Two things in Cloudflare's second Content Independence Day report land on a marketing leader's desk. The traffic numbers you report are now half machine, and a September setting changes how the biggest AI companies reach your pages.
Strip out the infrastructure talk and Cloudflare's new report says two things a marketing leader can act on this week. More than half the traffic hitting websites is now automated software, not human beings. And the visitors who still count, the people who arrive and might buy something, mostly come from Google, not from the AI chatbots everyone spent the year worrying about. Cloudflare published this in its second Content Independence Day report on July 1, and it runs a large share of the world's websites, so the numbers come from real traffic even though they are the company's own figures.
Here is what each of those means for you.
The traffic report you send upstairs is counting robots as visitors
Every month your team pulls a number for how many people visited the website. That number is now inflated, because more than half of what shows up is software, not shoppers. Bots do not fill out a form, watch a demo, or place an order. They just add to the count. So when your dashboard says traffic is flat but sales inquiries are down, the two are not in conflict. The human part of your traffic is shrinking while the robot part grows and hides the drop.
The fix is a checkup, not a project. Ask your web analyst two questions. First, is bot filtering turned on in our analytics, so the reports we act on count people and not machines. Second, where are our human visitors coming from this year compared to last. That second answer is changing fast, because when someone asks an AI a question and gets the answer without clicking through to your site, you never see that visit at all. Your influence is growing in places that leave no trace in your traffic report.
Not all bots are the same, and now you can tell them apart
The old choice was all or nothing. You either let the artificial intelligence bots in or you blocked them, with one switch for everything. Cloudflare has now split them into three kinds, because they do very different things to your business.
Search bots look at your pages so an engine can point people to you later. Those send you visitors, and you want them. Agent bots fetch a page in the moment because a real person asked an assistant to go get something, so a human is waiting at the other end. Training bots copy your writing to teach an artificial intelligence model, and they give you nothing back in traffic. Three jobs, three different answers, and now three separate settings instead of one blunt toggle.
The September setting has a wrinkle that touches Google
On September 15, Cloudflare turns on a new default for websites that newly join its network. On any page that shows ads, it will automatically block the training bots and the agent bots and keep the search bots. The thinking is that an ad means the page was built for a person to see, so keep the machines off it. Websites already on Cloudflare get advance notice and can opt out before that date. New sites get the setting unless someone changes it.
Here is the wrinkle. Most artificial intelligence companies use one bot for search and a separate bot for training, so you can wave in the helpful one and turn away the other. Google uses a single bot that does both at once. Because that one Google bot is part search and part everything else, a setting that blocks the other kinds on your ad pages can reach Google too. And Google is still the source of nearly all the visitors websites get. If your business depends on people finding you, that ad-page setting is a decision to make on purpose, not a default to leave sitting there.
Google sends most of your visitors and uses one bot to do everything, so any rule about bots is quietly also a rule about Google.

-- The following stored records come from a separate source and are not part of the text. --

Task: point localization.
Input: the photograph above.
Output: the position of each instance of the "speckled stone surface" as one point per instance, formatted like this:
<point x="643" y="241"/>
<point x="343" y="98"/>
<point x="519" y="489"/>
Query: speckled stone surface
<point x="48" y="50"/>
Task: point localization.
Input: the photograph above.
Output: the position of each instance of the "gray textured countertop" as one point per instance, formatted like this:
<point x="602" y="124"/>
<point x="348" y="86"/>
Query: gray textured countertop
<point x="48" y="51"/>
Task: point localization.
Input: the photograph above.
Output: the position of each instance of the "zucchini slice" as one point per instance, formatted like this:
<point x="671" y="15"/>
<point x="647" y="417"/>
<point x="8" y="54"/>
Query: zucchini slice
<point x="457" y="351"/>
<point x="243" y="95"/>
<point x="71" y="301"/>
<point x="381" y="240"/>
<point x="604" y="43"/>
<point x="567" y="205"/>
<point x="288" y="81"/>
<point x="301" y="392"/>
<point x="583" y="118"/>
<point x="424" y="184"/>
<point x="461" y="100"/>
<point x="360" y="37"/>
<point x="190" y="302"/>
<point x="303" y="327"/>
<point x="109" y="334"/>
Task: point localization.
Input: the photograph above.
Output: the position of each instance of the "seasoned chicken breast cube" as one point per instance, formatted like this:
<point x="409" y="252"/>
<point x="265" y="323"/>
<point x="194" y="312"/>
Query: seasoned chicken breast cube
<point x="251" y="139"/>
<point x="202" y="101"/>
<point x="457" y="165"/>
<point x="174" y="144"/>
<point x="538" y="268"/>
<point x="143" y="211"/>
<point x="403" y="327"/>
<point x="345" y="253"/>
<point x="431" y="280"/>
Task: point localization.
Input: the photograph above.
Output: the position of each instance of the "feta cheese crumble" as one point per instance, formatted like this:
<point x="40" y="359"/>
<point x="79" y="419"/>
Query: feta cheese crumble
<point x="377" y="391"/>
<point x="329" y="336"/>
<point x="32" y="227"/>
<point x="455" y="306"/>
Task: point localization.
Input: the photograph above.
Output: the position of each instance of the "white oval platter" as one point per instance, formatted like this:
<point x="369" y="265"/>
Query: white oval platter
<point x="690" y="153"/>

Lock the paid rooms, keep the front door open
If some of your content is behind a paywall or a login, gate that. A subscriber database or a paid report is yours to protect, and charging for it is fair. Your blog, your news, your product pages, and your help articles are a different matter. Those are how customers and the tools they use find you in the first place, so keep them open to the well-behaved bots, including the ones that build artificial intelligence answers. A page a machine cannot read is a page that disappears from the search results and assistants people now use to start looking. Block the rooms you sell tickets to, and leave the lobby open.
A number worth watching if you make content
For publishers and any company whose product is its writing, the report carries a useful new figure. Cloudflare's dashboard shows a simple ratio: how many times an artificial intelligence company's bot takes from your site versus how many readers it sends back. Those run from about 118 visits taken for every one sent, up to nearly 50,000 taken for every one sent (Cloudflare; 2026). A lopsided number tells you which companies lean hard on your work and return almost nothing, which is exactly the evidence you would put on the table if you ever ask them to pay for access. Cloudflare is also opening a way to charge those companies, so the block-or-allow choice is turning into a price.
Before September 15, get one honest answer for your own site: how much of our traffic is really people, and how much of that comes from Google. If your current reports cannot separate the humans from the bots or show where the humans came from, that is the first thing to fix, because you cannot make a smart choice about blocking, allowing, or charging any bot until you know which of your visitors were ever real.
Lee, Jin-Hee, and Bryan Becker. "Your Site, Your Rules: New AI Traffic Options for All Customers." The Cloudflare Blog, 1 July 2026, blog.cloudflare.com.
Lee, Jin-Hee, and Oliver Payne. "Unmasking the Crawls with Attribution Business Insights." The Cloudflare Blog, 1 July 2026, blog.cloudflare.com.